I have an equation to compute the bit-error rate of a binary symmetric channel: $$P_{err}(n,p) = \sum_{k = \frac{n-1}{2} + 1}^n\binom n k p^k(1-p)^{n-k}$$
I then want to find the smallest $n$-repetition code assuming that I can tolerate $P_{err}\leq\frac{1}{8}$. I tried using:
Subscript[P, err][n_, p_] =
Sum[Binomial[n, k]*p^k*(1 - p)^(n - k), {k, (n - 1)/2 + 1, n}];
FindInstance[Subscript[P, err][n, 1/4] < 1/8, n, Integers, 5]
But I'm getting {{n -> 555}, {n -> 1165}, {n -> 887}, {n -> 831}, {n -> 1119}} as the answer. However,
Table[{n, Subscript[P, err][n, 1/4] < 1/8}, {n, 1, 10, 2}]

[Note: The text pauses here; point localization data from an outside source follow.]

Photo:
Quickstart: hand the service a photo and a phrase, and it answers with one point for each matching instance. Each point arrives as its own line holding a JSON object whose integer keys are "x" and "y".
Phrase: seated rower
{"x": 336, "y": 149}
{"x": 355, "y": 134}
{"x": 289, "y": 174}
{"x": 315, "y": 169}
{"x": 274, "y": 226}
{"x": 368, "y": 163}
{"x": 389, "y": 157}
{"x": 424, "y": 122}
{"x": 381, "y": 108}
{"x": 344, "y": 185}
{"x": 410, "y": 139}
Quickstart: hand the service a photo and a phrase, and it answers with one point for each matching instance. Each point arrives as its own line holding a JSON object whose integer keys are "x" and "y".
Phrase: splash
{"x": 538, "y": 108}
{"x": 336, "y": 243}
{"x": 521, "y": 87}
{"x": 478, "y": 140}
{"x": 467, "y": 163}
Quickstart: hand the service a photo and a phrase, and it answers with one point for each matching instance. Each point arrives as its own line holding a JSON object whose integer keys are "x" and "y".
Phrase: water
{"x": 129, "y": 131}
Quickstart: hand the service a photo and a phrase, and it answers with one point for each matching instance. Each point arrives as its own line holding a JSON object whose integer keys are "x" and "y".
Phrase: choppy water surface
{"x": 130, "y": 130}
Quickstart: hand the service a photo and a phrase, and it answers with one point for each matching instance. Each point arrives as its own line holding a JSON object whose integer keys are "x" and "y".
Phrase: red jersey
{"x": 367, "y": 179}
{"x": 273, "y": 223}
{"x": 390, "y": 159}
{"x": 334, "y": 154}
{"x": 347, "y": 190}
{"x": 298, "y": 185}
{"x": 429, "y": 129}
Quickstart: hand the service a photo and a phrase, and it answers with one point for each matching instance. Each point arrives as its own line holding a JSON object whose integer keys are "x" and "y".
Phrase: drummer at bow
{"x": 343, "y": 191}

Gives me {{1, False}, {3, False}, {5, True}, {7, True}, {9, True}}, showing that 5 is the first solution.
Why is this happening and how can I fix this? I'm assuming this must be something to do with the way FindInstance reacts to values of n that are even - any way to limit the search space to only odd numbers?